Die Bauchspeicheldrüse, der Pankreas, erfüllt wichtige Aufgaben im menschlichen Körper: Zum einen regelt sie den Zuckergehalt des Blutes, indem sie Hormone wie Insulin oder Glucagon in ihren Inselzellen produziert. Außerdem ermöglicht sie die Verdauung, indem sie in ihren Drüsenzellen Enzyme herstellt und in den Dünndarm abgibt. Die Enzyme zerlegen Eiweiße, Kohlenhydrate und Fette in ihre Einzelbausteine und machen sie damit für den Körper erst verfügbar. So ist es kein Wunder, dass Störungen der Bauchspeicheldrüse sofort schlimme Folgen haben: funktioniert die Insulinproduktion nicht mehr, entsteht Diabetes, sind die Drüsenzellen zu aktiv, kommt es zur Entzündung, zur Pankreatitis, oder im schlimmsten Fall zu Bauchspeicheldrüsenkrebs.

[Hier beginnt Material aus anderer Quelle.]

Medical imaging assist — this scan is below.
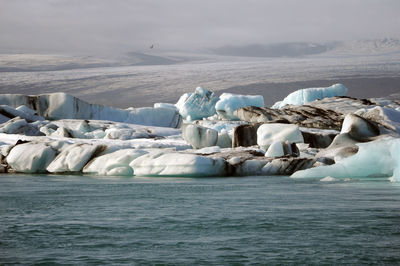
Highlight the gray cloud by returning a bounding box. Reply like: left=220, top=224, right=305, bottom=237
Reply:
left=0, top=0, right=400, bottom=53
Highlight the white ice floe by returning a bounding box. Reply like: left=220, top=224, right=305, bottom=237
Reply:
left=319, top=176, right=338, bottom=182
left=130, top=152, right=226, bottom=177
left=46, top=143, right=105, bottom=173
left=0, top=93, right=181, bottom=128
left=265, top=141, right=285, bottom=157
left=182, top=124, right=218, bottom=149
left=362, top=106, right=400, bottom=133
left=215, top=93, right=264, bottom=120
left=41, top=119, right=180, bottom=140
left=291, top=138, right=400, bottom=181
left=257, top=123, right=304, bottom=150
left=272, top=84, right=347, bottom=108
left=7, top=143, right=56, bottom=173
left=82, top=149, right=148, bottom=176
left=154, top=103, right=178, bottom=110
left=176, top=87, right=219, bottom=120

Professor Roland Eils, BIH Chair und Gründungsdirektor des Digital Health Center am BIH und an der Charité erklärt dazu:
„Aus diesem Grund waren wir schon lange an der detaillierten Untersuchung dieses wichtigen menschlichen Organs interessiert. Es ist allerdings knifflig, die molekularen Bausteine aus der Drüse zu isolieren, weil die Verdauungsenzyme sehr schnell arbeiten und etwa die RNA, die Ribonucleinsäuren, sehr schnell abbauen.“
In einem internationalen Pilotprojekt des Human Cell Atlas, das von der Chan-Zuckerberg-Foundation gefördert wurde, hat Eils mit seinen Kolleginnen und Kollegen daher herausgetüftelt, wie die schonende Aufbereitung der einzelnen Zellen aus der Bauchspeicheldrüse gelingt. Roland Eils berichtet:
„Diese Vorarbeiten haben uns in die Lage versetzt, das Teilprojekt Pankreas in der weltweiten Human Cell Atlas Initiative zu übernehmen.“
Analyse von drei Millionen Zellen
Im aktuellen Projekt planen die Forschenden, die bisher bekannten rund 20 verschiedenen Zelltypen der Bauchspeicheldrüse genauestens unter die Lupe zu nehmen – und dabei möglicherweise noch weitere zu entdecken. Dazu untersuchen die insgesamt 10 Projektgruppen, die sowohl aus Deutschland als auch aus den Niederlanden, Spanien, Schweden, Israel und Italien kommen, sowohl die Genaktivität, indem sie die Boten-RNA aus dem Zellkern analysieren, als auch die Gesamtheit aller Proteine, das so genannte Proteom der einzelnen Zellen. Dazu sagt Roland Eils:
„Ein solches Mammutprojekt kann nur im Verbund mit vielen Partnern gelingen, die überdies verschiedene Expertisen mitbringen. Hier arbeiten Expertinnen und Experten aus der Medizin, der Biologie, der Mathematik, der Informatik, der Chemie und Physik zusammen.“
In Berlin findet die eigentliche RNA-Zellkernanalyse sowie im Weiteren die räumliche Kartierung statt: Mit speziellen Mikroskopen und molekularen Färbetechniken kann die Gruppe um Dr. Christian Conrad aus dem Digital Health Center genau bestimmen, woher welcher Zelltyp in der Bauchspeicheldrüse stammt. Bei Jürgen Eils im Digital Health Center laufen die Daten aus den internationalen Teilprojekten zusammen und werden ausgewertet.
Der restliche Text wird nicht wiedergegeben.